One of the two problems that she raised at the Oberwolfach meeting on "Measure Theory" in 1981, was the question of the validity, for f in L_1, of the pointwise ergodic theorem along the ‘sequence of squares’, and along the ‘sequence of primes’ (A similar question was raised independently, a year later, by Hillel Furstenberg).

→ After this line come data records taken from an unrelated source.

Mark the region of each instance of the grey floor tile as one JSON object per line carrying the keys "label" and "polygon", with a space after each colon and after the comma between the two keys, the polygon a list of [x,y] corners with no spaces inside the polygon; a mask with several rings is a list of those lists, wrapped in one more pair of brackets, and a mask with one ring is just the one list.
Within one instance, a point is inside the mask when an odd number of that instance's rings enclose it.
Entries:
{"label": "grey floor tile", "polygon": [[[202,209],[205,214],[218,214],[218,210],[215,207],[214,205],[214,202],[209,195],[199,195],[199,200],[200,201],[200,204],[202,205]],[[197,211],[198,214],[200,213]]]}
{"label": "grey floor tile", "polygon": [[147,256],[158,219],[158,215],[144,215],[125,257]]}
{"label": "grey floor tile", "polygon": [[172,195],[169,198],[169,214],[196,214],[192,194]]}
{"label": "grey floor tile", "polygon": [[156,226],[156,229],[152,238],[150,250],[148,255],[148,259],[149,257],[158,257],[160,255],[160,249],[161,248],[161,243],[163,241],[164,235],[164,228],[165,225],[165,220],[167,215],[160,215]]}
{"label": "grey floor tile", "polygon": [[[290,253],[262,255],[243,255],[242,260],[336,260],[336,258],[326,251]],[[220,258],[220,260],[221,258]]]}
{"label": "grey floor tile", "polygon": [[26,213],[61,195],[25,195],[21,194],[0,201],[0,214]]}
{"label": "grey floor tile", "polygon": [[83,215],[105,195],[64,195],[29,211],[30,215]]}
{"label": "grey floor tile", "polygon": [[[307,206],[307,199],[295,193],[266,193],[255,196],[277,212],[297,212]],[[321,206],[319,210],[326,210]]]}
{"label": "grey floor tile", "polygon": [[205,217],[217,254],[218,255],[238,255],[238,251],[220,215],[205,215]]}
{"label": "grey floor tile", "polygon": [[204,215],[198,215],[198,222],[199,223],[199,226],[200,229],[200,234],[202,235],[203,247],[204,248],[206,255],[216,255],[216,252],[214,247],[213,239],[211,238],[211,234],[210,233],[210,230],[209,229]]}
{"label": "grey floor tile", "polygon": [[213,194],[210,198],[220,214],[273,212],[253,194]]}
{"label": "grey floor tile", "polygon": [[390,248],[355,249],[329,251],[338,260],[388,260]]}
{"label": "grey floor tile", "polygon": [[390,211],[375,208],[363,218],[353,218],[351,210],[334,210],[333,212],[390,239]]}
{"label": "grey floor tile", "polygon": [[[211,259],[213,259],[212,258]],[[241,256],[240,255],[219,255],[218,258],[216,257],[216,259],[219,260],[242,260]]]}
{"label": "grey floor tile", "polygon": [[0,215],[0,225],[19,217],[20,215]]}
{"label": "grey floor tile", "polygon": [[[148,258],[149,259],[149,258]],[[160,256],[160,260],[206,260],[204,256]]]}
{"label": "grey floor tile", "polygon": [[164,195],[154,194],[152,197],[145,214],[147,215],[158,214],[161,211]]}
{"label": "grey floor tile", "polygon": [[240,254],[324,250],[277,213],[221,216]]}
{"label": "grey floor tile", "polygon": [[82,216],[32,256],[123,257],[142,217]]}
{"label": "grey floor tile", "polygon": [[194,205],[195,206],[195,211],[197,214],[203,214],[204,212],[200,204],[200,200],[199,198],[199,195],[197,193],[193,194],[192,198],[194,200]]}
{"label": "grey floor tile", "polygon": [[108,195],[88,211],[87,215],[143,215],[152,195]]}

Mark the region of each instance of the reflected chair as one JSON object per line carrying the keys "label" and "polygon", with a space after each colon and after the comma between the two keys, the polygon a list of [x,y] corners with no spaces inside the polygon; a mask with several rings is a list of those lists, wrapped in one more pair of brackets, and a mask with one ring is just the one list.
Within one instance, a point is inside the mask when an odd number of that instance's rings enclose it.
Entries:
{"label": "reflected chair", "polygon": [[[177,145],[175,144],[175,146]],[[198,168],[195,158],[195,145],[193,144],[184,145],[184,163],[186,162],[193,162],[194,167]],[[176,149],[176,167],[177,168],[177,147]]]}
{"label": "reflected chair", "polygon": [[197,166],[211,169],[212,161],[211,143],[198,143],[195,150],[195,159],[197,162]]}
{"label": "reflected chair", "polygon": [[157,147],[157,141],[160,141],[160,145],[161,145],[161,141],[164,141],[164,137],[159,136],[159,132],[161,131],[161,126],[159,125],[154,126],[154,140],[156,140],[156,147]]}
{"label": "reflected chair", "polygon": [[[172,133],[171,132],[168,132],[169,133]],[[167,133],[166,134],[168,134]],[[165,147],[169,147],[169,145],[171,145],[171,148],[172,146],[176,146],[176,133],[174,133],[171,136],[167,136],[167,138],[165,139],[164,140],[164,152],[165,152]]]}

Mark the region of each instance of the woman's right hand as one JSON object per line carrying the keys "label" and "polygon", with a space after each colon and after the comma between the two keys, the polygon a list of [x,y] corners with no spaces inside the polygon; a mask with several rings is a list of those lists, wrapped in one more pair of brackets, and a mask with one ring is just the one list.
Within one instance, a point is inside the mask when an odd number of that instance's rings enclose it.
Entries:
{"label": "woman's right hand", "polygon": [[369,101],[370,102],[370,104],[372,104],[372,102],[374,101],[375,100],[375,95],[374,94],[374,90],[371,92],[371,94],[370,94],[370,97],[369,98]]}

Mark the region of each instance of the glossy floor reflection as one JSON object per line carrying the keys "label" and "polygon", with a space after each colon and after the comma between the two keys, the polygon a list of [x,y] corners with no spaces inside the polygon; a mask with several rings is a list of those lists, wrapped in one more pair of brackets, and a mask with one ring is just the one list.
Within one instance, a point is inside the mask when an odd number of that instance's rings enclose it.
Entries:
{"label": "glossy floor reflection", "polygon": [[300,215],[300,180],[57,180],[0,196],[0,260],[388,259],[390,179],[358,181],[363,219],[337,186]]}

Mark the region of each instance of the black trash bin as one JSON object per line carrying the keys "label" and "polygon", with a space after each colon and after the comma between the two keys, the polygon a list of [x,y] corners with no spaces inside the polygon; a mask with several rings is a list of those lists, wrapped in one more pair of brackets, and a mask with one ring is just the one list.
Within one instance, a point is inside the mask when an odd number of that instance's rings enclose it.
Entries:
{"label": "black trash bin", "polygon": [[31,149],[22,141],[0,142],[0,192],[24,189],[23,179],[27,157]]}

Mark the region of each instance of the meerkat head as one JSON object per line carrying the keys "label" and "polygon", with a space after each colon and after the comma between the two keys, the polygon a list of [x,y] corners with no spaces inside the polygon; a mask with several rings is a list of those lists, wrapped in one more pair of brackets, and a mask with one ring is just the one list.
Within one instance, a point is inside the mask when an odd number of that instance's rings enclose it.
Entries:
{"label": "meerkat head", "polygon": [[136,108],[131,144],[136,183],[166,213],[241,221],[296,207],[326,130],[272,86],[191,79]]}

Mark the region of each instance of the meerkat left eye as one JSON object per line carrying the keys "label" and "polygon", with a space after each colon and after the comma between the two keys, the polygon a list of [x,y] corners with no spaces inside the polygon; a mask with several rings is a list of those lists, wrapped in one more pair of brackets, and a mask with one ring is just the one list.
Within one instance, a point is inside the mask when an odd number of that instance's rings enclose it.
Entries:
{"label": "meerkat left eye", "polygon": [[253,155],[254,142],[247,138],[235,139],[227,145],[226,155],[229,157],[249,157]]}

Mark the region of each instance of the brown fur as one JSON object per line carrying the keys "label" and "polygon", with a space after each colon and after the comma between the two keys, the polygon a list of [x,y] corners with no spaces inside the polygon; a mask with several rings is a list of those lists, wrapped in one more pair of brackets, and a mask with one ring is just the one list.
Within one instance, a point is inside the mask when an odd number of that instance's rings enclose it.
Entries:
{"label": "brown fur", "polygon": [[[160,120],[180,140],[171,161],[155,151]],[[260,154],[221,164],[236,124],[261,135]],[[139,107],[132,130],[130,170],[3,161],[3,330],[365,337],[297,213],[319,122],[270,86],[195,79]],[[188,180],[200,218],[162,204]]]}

This problem was solved several years later by Jean Bourgain, for f in L_p, p>1 in the case of the "squares", and for in the case of the "primes" (the argument was pushed through to p>1 by Máté Wierdl; the case of L_1 however has remained open).

1989

The decade of the nineties was for Alexandra a period of personal and professional fulfillment, brought about by her marriage in 1989 to the mathematician Alberto P. Calderón.

Some of her early work involved properties and consequences of lifting.

1994

Bourgain was awarded the Fields Medal in 1994, in part for this work in ergodic theory.

1996

She was at Northwestern until her retirement in 1996, when she became Professor Emeritus.